Likewise, the emerging intersectional priesthood has no intention of ceding secular power or accommodating adversaries. As an elect mindful of the responsibility to crush lies, convinced of its superior moral vision, it demands greater temporal power to redeem and punish recalcitrants.
As Dodds showed, belief systems that seem absurd to non-believers can and do create state-enforced thought monopolies. Once institutionalized, they can remain in power for long periods of time. Those who refuse to embrace sacred mandates and hierarchies are deplorable. They are mad, stupid, or evil, not merely stubborn or freethinking. Heresy contaminates. Nonconformists deserve legal reprisals, stigma, and ruin. To expunge the demonic threat, autos da fé, psychiatric hospitals, labor camps, and confiscations—many possible tools—are available to enforce divinely inspired righteousness.
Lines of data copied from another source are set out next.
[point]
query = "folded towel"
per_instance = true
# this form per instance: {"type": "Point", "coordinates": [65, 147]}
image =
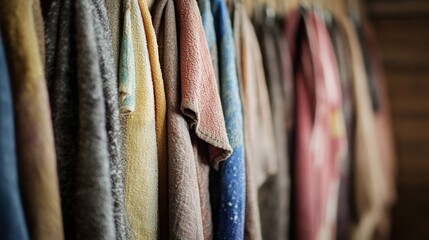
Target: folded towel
{"type": "Point", "coordinates": [33, 126]}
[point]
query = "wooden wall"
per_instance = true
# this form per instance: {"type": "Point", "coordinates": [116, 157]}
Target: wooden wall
{"type": "Point", "coordinates": [402, 28]}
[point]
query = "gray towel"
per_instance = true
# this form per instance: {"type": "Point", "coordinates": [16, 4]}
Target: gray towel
{"type": "Point", "coordinates": [83, 89]}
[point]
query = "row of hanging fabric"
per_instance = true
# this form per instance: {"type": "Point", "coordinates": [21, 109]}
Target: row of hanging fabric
{"type": "Point", "coordinates": [190, 120]}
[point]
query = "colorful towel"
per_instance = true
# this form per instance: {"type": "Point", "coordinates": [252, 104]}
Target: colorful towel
{"type": "Point", "coordinates": [33, 127]}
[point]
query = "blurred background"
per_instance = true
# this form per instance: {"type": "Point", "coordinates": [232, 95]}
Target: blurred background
{"type": "Point", "coordinates": [402, 29]}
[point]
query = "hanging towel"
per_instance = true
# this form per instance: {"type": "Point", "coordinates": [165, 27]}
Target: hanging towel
{"type": "Point", "coordinates": [370, 190]}
{"type": "Point", "coordinates": [184, 203]}
{"type": "Point", "coordinates": [83, 89]}
{"type": "Point", "coordinates": [320, 132]}
{"type": "Point", "coordinates": [115, 12]}
{"type": "Point", "coordinates": [345, 204]}
{"type": "Point", "coordinates": [140, 148]}
{"type": "Point", "coordinates": [160, 117]}
{"type": "Point", "coordinates": [12, 221]}
{"type": "Point", "coordinates": [127, 72]}
{"type": "Point", "coordinates": [261, 156]}
{"type": "Point", "coordinates": [274, 193]}
{"type": "Point", "coordinates": [207, 178]}
{"type": "Point", "coordinates": [230, 221]}
{"type": "Point", "coordinates": [33, 127]}
{"type": "Point", "coordinates": [200, 101]}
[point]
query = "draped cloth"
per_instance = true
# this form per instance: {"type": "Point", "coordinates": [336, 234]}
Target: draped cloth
{"type": "Point", "coordinates": [12, 220]}
{"type": "Point", "coordinates": [231, 185]}
{"type": "Point", "coordinates": [82, 84]}
{"type": "Point", "coordinates": [200, 102]}
{"type": "Point", "coordinates": [320, 132]}
{"type": "Point", "coordinates": [183, 194]}
{"type": "Point", "coordinates": [259, 141]}
{"type": "Point", "coordinates": [369, 187]}
{"type": "Point", "coordinates": [274, 193]}
{"type": "Point", "coordinates": [140, 139]}
{"type": "Point", "coordinates": [33, 127]}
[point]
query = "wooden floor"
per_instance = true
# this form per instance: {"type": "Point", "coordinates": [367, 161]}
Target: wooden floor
{"type": "Point", "coordinates": [402, 29]}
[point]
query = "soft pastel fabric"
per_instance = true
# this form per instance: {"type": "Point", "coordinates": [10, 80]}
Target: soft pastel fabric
{"type": "Point", "coordinates": [115, 11]}
{"type": "Point", "coordinates": [320, 131]}
{"type": "Point", "coordinates": [160, 118]}
{"type": "Point", "coordinates": [207, 178]}
{"type": "Point", "coordinates": [200, 102]}
{"type": "Point", "coordinates": [127, 72]}
{"type": "Point", "coordinates": [232, 195]}
{"type": "Point", "coordinates": [84, 98]}
{"type": "Point", "coordinates": [140, 148]}
{"type": "Point", "coordinates": [184, 203]}
{"type": "Point", "coordinates": [259, 142]}
{"type": "Point", "coordinates": [274, 193]}
{"type": "Point", "coordinates": [12, 220]}
{"type": "Point", "coordinates": [33, 127]}
{"type": "Point", "coordinates": [345, 204]}
{"type": "Point", "coordinates": [370, 189]}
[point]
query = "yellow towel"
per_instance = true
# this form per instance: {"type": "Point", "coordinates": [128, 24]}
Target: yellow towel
{"type": "Point", "coordinates": [160, 117]}
{"type": "Point", "coordinates": [140, 148]}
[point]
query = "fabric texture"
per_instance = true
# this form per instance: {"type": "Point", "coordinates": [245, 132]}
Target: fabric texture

Ironically, the radical critique of Western society depends on freedoms whose protection its adherents seek to curtail. What seems to give them energy is destruction, a faith that is unlikely to advance humanity or create what is glibly called “a better world.”
Dodds hoped that the West could sustain a reasoned, open civilization, perhaps through tools of psychotherapy. But decades later, psychotropic medicine and an electronic wonderland are what science and technology have rendered. As a consequence, today’s retreat from reason calls to mind Dodds’ friend Aldous Huxley and Brave New World as much as his own studies of Freud and Jung.